Я облизываю пересохшие губы. «Значит, это дело рук того…»
– Да! И еще. Почему ты не сообщил кому следует, – он читает, – «про возмутительный случай оскорблений и издевательств, который был учинен в его присутствии находящимися в нетрезвом состоянии возбуждения и опьянения ранеными из седьмой палаты»? А? Зачем ты так глупо ведешь себя? Я хочу понять тебя… Зачем? Я должен принять меры… Сейчас речь будет идти о твоем исключении.
Тут я вспоминаю маму и брата и – холодею.
– Зачем ты, – директор снова смотрит в бумагу, – говорил им о музах? Что за мысли у тебя в голове? Какие музы… в наше время?! Где ты их увидел, этих муз?! И зачем они тебе? Ты что, не знаешь, что такое «сигнал»? Ты знаешь, что я обязан ответить на него! Принять меры! Отвечай!
– Я говорил о музах, – начинаю я пересохшими губами, – потому что раненые просили меня об этом… А эти музы нарисованы у них в госпитале на потолке.
– Где-где? – внезапно перебивает меня директор, и в его голосе я слышу ноты облегчения.
– На потолке… в зале и в палате.
– Ты это точно знаешь?
– Да, я сам видел.
– Так! – почему-то удовлетворенно произносит директор и, взяв ручку и обмакнув ее в чернила, зачеркивает что-то в лежащей перед ним бумаге. – Ну, а боги и герои? Это зачем? Зачем ты им рассказывал о богах?
– Они сами просили меня об этом. Ведь там, на потолке, нарисованы и Зевс, и Аполлон, и Паллада…
– Где нарисованы?
– Там же, в госпитале!
– Так! – довольно кивает он и опять что-то зачеркивает. – Ну, а о прошлом, о прошлом почему ты им рассказывал?
– А что плохого в моих рассказах о прошлом? Ведь я говорил о мифах Древней Греции.
– А-а-а!!! – опять орет он и опять пытается подпрыгнуть, но протез мешает. – Что плохого?! А вот что! На тебя уже третий сигнал! Ясно? – Он машет бумагой в воздухе. – Понимаешь ты это? Что ты в госпитале рассказывал черт-те что! Что пропали вещи из госпиталя именно в то время, когда ты там был! Что ты не сообщил о возмутительной сцене куда следует! Хотя был свидетелем! Кто тебя научил? А?
– Обо всем, что я им рассказывал, я читал в книгах. И они не запрещены. А когда пропали вещи, там кроме меня были десятки других людей.
– А сцена оскорбления?
Я молчу.
– Вот видишь! Я устал возиться с тобой… и тебе подобными! На педсовете мы решим, что с тобой делать, Больше бы ты читал учебники, чем эти свои книги про муз и прочее!

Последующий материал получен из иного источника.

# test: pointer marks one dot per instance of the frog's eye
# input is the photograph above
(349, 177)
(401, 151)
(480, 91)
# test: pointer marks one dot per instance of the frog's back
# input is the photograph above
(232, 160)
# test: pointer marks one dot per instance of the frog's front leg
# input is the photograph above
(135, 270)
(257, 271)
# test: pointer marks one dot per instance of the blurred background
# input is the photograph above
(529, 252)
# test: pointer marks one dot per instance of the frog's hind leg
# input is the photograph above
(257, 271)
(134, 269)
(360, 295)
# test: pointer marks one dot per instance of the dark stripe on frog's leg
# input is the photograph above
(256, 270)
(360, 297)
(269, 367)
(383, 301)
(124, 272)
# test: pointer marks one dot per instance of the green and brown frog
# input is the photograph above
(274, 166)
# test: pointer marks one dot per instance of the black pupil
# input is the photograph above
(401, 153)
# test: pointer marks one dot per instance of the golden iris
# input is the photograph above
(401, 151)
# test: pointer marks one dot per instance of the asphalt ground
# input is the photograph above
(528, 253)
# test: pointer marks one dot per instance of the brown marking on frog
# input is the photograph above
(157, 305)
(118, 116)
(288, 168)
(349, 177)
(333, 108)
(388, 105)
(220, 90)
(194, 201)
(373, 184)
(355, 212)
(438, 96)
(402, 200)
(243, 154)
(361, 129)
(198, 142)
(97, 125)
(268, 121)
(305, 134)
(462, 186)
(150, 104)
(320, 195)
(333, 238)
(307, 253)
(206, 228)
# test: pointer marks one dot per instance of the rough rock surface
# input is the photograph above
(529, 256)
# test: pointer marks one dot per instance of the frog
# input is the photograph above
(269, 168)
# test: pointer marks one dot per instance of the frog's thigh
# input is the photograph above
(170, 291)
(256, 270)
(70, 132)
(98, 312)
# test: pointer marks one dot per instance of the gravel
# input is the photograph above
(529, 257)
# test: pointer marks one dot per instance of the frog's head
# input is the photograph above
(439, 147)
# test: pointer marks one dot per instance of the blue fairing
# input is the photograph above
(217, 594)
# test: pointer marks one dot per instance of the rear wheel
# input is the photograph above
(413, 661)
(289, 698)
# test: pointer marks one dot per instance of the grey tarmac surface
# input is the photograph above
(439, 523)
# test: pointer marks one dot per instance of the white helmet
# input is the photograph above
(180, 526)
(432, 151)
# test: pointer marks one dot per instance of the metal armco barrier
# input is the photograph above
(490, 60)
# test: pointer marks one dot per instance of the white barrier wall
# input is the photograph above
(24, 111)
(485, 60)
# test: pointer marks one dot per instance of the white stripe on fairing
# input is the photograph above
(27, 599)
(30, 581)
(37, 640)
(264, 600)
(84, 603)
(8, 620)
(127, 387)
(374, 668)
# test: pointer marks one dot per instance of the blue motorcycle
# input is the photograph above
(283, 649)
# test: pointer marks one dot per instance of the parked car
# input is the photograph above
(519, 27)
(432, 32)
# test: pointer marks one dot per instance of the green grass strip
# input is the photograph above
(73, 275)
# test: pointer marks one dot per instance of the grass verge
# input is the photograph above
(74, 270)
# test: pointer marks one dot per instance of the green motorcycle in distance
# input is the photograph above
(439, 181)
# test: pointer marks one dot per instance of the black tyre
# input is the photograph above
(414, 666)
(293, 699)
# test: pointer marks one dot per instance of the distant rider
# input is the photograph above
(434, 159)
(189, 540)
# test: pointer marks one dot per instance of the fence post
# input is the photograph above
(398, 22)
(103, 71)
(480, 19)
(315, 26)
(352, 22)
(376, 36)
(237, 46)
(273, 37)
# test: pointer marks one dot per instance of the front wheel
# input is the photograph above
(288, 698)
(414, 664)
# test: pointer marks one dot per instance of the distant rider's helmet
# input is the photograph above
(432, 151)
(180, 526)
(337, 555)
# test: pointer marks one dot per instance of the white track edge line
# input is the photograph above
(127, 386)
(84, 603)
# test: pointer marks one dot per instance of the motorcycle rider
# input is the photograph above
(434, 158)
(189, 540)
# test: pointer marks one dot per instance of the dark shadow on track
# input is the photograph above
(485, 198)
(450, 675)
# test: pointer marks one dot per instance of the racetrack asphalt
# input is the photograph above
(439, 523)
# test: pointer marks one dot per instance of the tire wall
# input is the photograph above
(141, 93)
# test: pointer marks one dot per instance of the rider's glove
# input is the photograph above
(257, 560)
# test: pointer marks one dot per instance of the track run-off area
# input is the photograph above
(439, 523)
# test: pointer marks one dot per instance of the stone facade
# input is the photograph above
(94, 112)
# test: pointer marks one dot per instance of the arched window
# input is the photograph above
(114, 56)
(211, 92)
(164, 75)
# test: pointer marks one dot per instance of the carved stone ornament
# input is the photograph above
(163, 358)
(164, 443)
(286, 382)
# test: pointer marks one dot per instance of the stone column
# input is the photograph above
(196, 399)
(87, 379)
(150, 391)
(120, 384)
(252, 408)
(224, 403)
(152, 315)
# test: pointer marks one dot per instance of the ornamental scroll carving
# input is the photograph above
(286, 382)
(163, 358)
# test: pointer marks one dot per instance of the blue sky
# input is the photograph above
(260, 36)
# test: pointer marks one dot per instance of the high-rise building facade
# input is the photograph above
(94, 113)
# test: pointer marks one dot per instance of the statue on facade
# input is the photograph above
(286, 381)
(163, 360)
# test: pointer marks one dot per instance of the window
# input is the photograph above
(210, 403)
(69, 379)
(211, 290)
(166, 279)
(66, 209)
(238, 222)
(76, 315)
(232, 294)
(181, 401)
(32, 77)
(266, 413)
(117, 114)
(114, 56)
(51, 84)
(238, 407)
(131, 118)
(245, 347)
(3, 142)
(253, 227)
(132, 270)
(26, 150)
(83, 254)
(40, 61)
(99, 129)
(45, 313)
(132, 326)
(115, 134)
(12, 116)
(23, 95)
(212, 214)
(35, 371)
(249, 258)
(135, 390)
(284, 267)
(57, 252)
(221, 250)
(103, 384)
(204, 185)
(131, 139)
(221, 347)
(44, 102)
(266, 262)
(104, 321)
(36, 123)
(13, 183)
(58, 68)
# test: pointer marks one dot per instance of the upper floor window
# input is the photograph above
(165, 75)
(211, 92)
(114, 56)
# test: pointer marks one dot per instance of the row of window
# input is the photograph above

Господи! Он опять приходит в бешенство! Так и есть: лицо его снова багровеет.
Но в это время дверь кабинета распахивается, и с ведром воды и длинной серой тряпкой и щеткой в руках, в синем халате, с невозмутимым выражением на лице появляется наша нянечка и уборщица тетя Паша. Не сказав никому ни слова, не поздоровавшись, поставив посредине кабинета ведро с водой, бросив со стуком щетку на пол, она направляется к барабану и горну на фанерной подставке и начинает их вытирать. Недоуменно взглянув на Прасковью Федоровну, директор спрашивает:
– Что, разве поздно?
На что тетя Паша отвечает:
– Давно уж все ушли.
– Всё! Ты можешь идти, – это говорится мне.
Я кланяюсь всем, и с тоской и болью в душе думаю, что так и не смог сказать им все, что хотел.